Tears burned my eyes. Dropping my head down, I pressed my lips to his head, felt his hair against my mouth as I whispered again, “You do?”
Kane just nodded.
“May told everybody she’d seen me hanging all over him, that I’d been teasing and flirting with him all year. She told everybody I was just a tease and that I’d told her I’d was going to fuck him that night – that was why I wanted to go to the frat party all along. Everything was just horrible. Going to class, seeing people…” I shuddered, remembering the humiliation of those final days. “Then I went home, and I thought things would get better. But my mom didn’t believe me either.”
Kane’s body went tense. “Okay. Okay.”
He lifted his head, and I let him c
up my chin, lifted my gaze to his.
“I can’t imagine what you went through, Raye,” he said, his voice gruff. “It makes me sick just to hear it, so I can’t imagine what it did to you. But I never forced myself on Calie. She was pissed I broke things off with her. I guess that’s why she went and did this.”
He brushed his thumb over my lower lip. “If I came across a man hurting a woman, I’d rip him apart. I can’t stand the idea of it. And if I ever meet the guy who hurt you…”
I thought about Chad, how he’d all but cornered me in the boutique, and I looked away.
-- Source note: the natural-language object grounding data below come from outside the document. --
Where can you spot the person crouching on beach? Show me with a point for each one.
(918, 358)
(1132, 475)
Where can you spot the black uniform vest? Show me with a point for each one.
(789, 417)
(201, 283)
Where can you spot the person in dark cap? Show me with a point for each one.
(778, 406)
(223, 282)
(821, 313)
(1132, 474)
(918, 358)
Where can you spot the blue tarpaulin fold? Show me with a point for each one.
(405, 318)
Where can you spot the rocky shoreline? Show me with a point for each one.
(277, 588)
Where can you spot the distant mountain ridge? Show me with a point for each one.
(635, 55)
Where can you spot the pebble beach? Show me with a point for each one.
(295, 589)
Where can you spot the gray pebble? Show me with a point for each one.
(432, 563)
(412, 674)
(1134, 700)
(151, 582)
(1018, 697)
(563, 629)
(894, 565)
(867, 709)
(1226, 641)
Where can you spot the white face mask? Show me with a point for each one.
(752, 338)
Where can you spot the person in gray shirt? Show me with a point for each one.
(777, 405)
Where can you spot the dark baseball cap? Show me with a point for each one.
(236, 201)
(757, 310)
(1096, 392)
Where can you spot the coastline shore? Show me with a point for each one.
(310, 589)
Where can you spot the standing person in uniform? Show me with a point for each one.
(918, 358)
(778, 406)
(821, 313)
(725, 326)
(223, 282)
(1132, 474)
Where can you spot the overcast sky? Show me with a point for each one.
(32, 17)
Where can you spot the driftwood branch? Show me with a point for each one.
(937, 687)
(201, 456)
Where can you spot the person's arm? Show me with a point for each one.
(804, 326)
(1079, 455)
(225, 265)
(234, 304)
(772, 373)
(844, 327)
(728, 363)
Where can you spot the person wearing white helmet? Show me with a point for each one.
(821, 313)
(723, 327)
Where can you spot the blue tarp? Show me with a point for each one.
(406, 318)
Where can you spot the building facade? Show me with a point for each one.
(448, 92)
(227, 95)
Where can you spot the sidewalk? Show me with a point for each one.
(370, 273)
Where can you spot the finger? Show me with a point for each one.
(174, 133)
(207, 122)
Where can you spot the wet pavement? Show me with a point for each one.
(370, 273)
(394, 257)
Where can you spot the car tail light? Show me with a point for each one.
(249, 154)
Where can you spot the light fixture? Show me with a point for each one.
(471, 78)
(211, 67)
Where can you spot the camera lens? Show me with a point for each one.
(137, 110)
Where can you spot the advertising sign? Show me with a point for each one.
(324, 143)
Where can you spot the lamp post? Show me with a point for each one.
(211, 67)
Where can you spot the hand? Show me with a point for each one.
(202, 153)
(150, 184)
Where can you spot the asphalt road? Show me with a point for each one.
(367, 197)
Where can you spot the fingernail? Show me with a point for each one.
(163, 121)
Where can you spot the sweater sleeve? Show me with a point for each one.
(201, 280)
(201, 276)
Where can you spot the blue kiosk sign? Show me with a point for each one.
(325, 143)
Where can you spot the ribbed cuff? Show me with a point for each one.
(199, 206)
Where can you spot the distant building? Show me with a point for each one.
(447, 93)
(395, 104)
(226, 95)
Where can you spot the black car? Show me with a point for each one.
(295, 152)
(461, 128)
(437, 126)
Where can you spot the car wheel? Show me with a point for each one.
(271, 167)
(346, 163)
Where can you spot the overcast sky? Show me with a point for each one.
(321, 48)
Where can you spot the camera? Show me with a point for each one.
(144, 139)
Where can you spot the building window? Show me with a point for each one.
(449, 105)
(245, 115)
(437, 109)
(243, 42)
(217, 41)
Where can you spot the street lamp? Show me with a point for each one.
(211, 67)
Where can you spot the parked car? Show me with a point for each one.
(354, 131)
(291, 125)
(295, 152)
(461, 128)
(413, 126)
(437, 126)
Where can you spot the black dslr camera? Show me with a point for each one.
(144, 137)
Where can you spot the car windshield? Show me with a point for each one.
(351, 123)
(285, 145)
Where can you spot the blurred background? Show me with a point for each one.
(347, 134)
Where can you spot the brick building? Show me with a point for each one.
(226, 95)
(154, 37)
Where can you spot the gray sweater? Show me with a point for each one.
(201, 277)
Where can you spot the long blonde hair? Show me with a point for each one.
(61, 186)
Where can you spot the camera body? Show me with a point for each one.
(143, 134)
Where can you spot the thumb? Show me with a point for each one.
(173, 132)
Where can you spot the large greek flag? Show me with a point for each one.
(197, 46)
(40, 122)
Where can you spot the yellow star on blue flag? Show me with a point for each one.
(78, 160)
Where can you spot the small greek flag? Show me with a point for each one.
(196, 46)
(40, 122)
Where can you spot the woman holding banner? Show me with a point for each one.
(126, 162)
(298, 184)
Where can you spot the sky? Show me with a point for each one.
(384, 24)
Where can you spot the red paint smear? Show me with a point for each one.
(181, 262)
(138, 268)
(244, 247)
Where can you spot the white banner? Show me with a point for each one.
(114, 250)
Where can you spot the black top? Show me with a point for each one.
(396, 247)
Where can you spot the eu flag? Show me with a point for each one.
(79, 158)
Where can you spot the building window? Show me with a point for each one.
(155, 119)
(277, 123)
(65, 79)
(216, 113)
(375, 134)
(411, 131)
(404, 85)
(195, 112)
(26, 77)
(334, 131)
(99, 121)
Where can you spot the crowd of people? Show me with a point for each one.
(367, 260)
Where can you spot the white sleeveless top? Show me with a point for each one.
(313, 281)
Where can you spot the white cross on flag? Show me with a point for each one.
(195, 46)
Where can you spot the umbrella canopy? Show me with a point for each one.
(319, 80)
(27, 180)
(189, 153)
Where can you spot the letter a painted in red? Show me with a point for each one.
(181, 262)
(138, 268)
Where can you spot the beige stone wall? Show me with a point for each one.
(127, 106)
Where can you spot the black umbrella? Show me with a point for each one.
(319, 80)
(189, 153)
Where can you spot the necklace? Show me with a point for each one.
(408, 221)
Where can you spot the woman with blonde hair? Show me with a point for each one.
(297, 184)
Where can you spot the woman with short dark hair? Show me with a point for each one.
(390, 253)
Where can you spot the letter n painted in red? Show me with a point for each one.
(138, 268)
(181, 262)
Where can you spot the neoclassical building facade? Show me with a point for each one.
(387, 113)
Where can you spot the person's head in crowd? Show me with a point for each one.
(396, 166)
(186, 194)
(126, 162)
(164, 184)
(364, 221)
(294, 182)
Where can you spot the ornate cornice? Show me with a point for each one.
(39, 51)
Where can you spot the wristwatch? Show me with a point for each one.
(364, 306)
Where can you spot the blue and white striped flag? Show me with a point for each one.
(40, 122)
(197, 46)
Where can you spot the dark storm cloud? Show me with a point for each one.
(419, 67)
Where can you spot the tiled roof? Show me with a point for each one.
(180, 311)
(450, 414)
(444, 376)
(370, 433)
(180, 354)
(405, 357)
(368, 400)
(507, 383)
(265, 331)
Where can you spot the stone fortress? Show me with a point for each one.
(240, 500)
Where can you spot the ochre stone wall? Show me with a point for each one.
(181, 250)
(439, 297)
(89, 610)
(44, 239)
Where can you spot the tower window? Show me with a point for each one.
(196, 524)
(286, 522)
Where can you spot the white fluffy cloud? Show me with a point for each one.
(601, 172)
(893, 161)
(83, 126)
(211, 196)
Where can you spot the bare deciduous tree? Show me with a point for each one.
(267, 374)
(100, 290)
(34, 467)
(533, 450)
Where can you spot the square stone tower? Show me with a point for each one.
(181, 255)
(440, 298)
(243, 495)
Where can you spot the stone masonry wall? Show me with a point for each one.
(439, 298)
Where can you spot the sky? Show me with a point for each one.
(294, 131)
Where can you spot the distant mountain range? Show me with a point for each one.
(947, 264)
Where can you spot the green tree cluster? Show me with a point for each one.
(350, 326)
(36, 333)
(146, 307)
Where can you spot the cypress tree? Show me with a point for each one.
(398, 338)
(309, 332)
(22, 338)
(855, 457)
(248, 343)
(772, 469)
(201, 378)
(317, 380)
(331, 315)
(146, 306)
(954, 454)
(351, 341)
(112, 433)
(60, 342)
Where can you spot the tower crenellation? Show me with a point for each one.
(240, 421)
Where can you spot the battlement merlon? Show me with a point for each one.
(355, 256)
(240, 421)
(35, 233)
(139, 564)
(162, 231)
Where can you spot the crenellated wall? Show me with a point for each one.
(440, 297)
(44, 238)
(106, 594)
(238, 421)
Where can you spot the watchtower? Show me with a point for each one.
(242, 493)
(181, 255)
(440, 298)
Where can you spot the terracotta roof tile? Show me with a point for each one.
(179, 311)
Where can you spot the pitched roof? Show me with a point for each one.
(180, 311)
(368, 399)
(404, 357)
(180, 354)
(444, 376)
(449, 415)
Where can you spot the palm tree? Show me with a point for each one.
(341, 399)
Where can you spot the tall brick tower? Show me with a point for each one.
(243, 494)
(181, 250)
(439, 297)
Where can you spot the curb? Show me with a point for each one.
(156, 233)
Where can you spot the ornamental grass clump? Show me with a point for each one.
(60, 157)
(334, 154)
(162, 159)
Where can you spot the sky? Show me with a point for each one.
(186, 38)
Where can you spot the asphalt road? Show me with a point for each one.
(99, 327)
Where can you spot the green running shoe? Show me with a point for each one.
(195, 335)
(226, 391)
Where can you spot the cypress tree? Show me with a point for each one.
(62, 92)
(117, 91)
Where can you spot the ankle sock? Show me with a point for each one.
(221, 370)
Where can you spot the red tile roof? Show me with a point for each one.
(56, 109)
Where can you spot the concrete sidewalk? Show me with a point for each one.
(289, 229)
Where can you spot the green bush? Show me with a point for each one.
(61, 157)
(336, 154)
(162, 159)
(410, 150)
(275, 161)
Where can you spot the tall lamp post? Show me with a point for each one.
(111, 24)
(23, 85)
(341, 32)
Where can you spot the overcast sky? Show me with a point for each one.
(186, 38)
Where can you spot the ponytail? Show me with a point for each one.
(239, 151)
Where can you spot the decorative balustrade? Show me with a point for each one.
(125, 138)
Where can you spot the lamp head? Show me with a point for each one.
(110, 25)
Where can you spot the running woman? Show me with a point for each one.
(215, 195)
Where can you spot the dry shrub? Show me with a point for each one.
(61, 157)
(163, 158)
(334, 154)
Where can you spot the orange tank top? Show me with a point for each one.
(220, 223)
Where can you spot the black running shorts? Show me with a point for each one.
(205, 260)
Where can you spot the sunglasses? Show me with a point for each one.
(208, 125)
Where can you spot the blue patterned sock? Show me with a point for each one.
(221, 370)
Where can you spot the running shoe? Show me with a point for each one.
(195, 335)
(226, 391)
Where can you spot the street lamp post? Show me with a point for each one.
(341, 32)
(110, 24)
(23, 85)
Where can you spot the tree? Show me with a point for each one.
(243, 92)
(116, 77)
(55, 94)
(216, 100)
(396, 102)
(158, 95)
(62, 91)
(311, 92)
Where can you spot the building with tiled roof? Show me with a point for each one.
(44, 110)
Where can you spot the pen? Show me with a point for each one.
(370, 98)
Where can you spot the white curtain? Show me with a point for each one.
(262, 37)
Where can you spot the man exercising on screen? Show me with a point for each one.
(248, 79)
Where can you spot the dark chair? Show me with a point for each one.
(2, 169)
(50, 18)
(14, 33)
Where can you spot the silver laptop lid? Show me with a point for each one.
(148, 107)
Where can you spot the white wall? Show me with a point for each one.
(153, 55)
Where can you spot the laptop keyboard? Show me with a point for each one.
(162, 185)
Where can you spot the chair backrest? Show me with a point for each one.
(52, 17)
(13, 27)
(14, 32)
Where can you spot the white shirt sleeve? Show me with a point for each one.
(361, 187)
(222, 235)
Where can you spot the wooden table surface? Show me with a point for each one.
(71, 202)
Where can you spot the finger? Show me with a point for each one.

He took a shuttering breath. In. Out. “Do you believe me?”
31
Kane
Her eyes met mine, so big and dark and uncertain, and it was enough to break my heart.
I didn’t think she would believe me. Maybe with her history, it would just be too hard.
But to my surprise, after a few more seconds, she offered a tentative nod. “Yes…I think I do.” A nervous smile quirked her lips, and she added, “Some part of me didn’t accept her accusations from the very start, anyway.”
One of the nervous knots in my gut uncurled at her words, and I wanted to cup her face, bring her mouth to mine.
I didn’t let myself.
“I’m sorry I didn’t believe in you,” she whispered.
“I think I get it.” Reaching up, I brushed her hair back from her face, relieved when she didn’t tense or pull away. “After what you went through, it’s a miracle you can trust anybody.”
She bit her lip, her eyes darting away before returning to mine. “Up until you, I don’t think I really did.”
Those words melted something inside me.
“Still,” she continued, reaching up to grip my wrist. “Whether you understand or not, it doesn’t change what I did, doesn’t make it right. If anybody knows what it’s like to have people not believe them, it’s me. I should know better.”